The Year of the Cat.
Al Stewart in white suit.
Cyclical, eternal and in sync with nature. No “dominion over the land and seas” as in Western theocracy (in an ironic twist, outside my window, the work crew keeps digging, plowing, flattening and paving the sidewalks – one after another, from water to power, cable to phone companies – one dead-end street, multi-crew, stretching on for months).
People just want to rest, renew and reinvigorate.
Eat the fruit and replant the seed.
Eat the fruit, and remember those who planted the seed.
Greet the young and remember the old.
In letting go, one is free to receive the first visitor on New Year.
I could always tell who was going to be our first visitor while growing up in Vietnam.
Great Uncle, in bow tie.
(It would be an equivalence of man in black during New Year Eve’s party).
The bouquet, the basket of fruit and a bowl of brisket, all symbolize abundance from nature . This was during a pre-supermarket era i.e. fresh, not frozen.

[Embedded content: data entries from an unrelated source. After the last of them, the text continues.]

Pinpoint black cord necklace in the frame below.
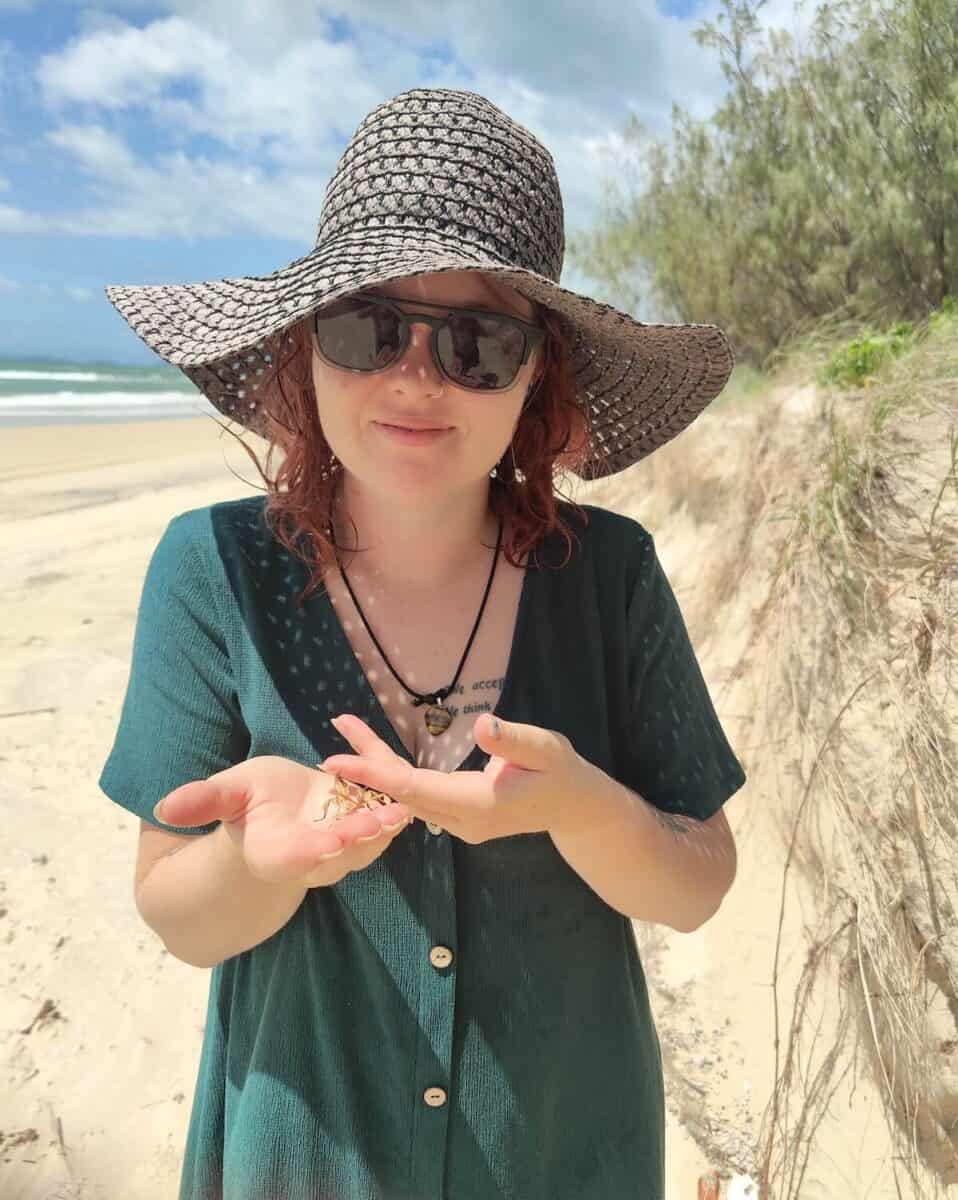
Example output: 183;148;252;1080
329;517;502;737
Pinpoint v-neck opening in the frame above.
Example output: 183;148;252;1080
314;547;535;774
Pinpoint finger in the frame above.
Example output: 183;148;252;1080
473;713;568;770
152;763;252;829
330;713;396;758
305;805;412;887
323;754;493;824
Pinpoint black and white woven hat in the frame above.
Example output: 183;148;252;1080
106;88;732;479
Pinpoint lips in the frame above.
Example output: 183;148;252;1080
376;421;450;433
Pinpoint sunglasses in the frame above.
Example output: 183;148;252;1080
313;295;545;391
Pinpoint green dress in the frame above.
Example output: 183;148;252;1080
100;497;746;1200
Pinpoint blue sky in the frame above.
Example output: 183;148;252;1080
0;0;801;364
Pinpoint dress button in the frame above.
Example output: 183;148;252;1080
429;946;453;967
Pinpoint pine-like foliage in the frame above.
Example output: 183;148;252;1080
570;0;958;361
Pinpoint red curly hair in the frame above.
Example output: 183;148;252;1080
220;291;600;607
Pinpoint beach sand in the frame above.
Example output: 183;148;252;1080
0;419;902;1200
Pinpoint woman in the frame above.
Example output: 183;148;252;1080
100;89;744;1200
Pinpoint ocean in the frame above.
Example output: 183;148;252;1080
0;358;222;426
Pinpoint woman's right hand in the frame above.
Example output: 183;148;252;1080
155;755;412;888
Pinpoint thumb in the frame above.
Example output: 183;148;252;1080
152;767;250;829
473;713;561;770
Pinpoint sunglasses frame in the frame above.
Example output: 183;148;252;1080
312;292;546;392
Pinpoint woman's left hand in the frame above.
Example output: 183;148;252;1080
322;713;595;846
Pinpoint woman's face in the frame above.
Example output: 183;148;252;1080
312;271;539;498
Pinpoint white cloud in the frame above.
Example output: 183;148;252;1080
37;17;228;109
22;0;816;247
0;275;85;301
0;204;53;233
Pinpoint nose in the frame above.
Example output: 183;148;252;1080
395;322;445;391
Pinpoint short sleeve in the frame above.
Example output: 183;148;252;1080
98;510;250;834
623;530;746;821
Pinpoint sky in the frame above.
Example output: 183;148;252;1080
0;0;811;365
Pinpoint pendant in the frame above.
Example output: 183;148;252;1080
423;704;453;738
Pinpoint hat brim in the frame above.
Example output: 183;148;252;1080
106;228;735;479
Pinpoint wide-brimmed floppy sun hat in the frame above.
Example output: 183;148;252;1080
106;88;734;479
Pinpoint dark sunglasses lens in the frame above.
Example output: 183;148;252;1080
438;313;526;391
316;299;402;371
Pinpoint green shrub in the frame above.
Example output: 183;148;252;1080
821;320;915;388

Lunar New Year presents a different perspective.
I remember a movie joke line “the only restaurant opens over Christmas is Chinese“.
And perhaps the opposite is also true: the only establishment that is open in Vietnam during Tet is Circle K. (backpacker’s alley).
I miss the firecrackers. They replace them with fireworks now.
But the scent and sound of firecrackers truly marked the changing of the “animal” (from Tiger to Cat). New Year Day saw various shades of pink and red firecracker’ s ash on rich man’s lawn.
Everyone yearns for the new: new clothes, new money and new coat of paint. The ancestral altar also got buffed up. My late parents used to pen some poems right after midnight.
If they had Web 2.0 back then, they probably would have gone on Facebook and “status” it. People forgive and forget. Life is hard enough with war, separation and loss.
For three days, food is taken for granted.
Sit back, relax, and enjoy. Let’s hear it! 10-9-8…count down. No, there is no such clear-cut.
Just a crack here and a pop there, and before you realize it, New Year has arrived . It dropped a ton of optimism in a hurry, like an overtime UPS man running late. Growing up in war-time and in poverty is like doing exercise: you have to do it every day to make it work for you (you learn to look at yourself and others not by the amount of possession, but by the richness of one’s relationships).
New Year in Vietnam is a time for communal self-renewal. Everybody yearns for the new, for a better tomorrow. For now, Al Stewart’s the Year of the Cat will do just fine, since it was a top hit back then. Every twelve years, it becomes relevant all over again.